We have raised our persistent concerns about the increasing tensions between Burma’s ethnic minorities and the central government that have resulted in violence along the country’s borders. The regime has ratcheted up the pressure on Burma’s ethnic groups in preparation for this year’s elections, forcing countless innocent civilians to flee. Burma cannot move forward while the government itself persists in launching attacks against its own people to force compliance with a proposal its ethnic groups cannot accept. The very stability the regime seeks will continue to be elusive until a peaceable solution can be found through dialogue.

Finally, we have urged Burma’s senior leadership to abide by its own commitment to fully comply with UN Security Council Resolution 1874. Recent developments call into question that commitment. I have asked the Burmese leadership to work with the United States and others to put into place a transparent process to assure the international community that Burma is abiding by its international commitments. Without such a process, the United States maintains the right to take independent action within the relevant frameworks established by the international community.

Although we are profoundly disappointed by the response of the Burmese leadership, I remain inspired by those outside the government with whom I met. I admire the resolve of Burma’s ethnic groups that wish to live in peace and to have a representative stake in the future of their own country. I respect the difficult decision Burma’s political parties have taken regarding the upcoming elections. Some have decided to participate, some will not. It is the right of a free people to make those decisions for themselves, and the United States respects their decisions.

I would like to take a moment to applaud the leaders of the National League for Democracy – a political party that has struggled for more than two decades to improve the lives of the Burmese people – with whom I held a lengthy meeting. Although having been denied a legal framework in which to operate by the regime’s own flawed rules, its leadership remains committed to working on behalf of and for the Burmese people. The United States will continue to stand behind all those working to support Burma’s people, including the National League for Democracy, however it may constitute itself in the future.

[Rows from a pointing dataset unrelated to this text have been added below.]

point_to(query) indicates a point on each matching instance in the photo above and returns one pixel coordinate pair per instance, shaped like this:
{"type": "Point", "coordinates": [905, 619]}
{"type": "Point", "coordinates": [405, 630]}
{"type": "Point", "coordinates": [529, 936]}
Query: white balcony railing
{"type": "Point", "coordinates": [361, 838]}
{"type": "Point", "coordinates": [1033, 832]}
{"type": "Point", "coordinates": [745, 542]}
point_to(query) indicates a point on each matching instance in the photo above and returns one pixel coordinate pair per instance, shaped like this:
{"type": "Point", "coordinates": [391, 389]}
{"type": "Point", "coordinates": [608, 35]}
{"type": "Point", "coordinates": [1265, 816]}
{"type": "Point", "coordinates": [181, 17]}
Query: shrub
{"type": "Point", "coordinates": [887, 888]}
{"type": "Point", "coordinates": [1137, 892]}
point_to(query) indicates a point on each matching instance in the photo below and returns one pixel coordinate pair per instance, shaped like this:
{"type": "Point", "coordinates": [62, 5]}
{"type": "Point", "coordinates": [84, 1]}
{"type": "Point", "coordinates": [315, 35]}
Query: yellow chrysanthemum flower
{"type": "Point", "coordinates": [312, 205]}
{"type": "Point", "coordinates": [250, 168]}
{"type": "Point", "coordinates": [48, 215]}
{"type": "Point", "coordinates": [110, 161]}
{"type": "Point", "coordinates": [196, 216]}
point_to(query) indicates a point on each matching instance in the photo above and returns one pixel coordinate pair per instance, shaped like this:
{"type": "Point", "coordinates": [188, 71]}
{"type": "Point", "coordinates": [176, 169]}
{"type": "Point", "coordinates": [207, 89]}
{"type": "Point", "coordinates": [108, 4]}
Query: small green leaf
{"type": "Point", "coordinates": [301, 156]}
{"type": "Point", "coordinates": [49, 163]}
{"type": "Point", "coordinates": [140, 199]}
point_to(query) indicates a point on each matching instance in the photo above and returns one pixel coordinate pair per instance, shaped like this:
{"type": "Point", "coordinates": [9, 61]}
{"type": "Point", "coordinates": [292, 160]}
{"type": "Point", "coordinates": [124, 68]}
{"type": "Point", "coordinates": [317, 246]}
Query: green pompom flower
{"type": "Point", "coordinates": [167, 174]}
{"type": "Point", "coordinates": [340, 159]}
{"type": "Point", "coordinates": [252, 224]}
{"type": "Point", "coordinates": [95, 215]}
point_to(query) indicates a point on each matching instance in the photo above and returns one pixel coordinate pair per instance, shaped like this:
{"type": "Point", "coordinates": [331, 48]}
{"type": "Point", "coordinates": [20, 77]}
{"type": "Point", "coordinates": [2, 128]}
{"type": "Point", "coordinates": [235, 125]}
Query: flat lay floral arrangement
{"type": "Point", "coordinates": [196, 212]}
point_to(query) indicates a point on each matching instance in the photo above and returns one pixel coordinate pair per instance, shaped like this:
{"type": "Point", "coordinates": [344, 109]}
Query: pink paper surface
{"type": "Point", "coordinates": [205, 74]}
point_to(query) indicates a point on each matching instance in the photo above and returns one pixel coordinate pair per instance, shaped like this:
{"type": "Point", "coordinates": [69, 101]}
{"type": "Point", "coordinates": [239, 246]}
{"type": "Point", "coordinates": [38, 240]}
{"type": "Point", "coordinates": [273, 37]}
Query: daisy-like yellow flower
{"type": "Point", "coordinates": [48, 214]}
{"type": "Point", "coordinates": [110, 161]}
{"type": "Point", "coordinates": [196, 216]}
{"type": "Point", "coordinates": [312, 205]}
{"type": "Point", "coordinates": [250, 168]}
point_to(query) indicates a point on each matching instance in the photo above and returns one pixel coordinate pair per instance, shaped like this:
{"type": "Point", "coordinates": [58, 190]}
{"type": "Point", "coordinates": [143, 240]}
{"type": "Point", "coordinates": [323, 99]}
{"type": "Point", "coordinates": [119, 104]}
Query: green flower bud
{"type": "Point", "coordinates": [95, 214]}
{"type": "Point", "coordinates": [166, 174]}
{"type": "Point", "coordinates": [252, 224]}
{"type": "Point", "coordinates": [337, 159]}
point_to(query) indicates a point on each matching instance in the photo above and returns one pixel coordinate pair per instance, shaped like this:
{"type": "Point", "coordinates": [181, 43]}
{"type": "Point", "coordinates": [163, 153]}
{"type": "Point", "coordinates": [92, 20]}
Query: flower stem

Finally, I was again moved by the perseverance and the commitment Aung San Suu Kyi has shown to the cause of a more just and benevolent Burma and to the Burmese people themselves. She has demonstrated compassion and tolerance for her captors in the face of repeated indignities. It is simply tragic that Burma’s generals have rebuffed her countless appeals to work together to find a peaceable solution for a more prosperous future.

The strength and resilience of those who struggle continue to inspire us. The United States stands by the Burmese people in their desire for a more democratic, prosperous, and peaceful nation.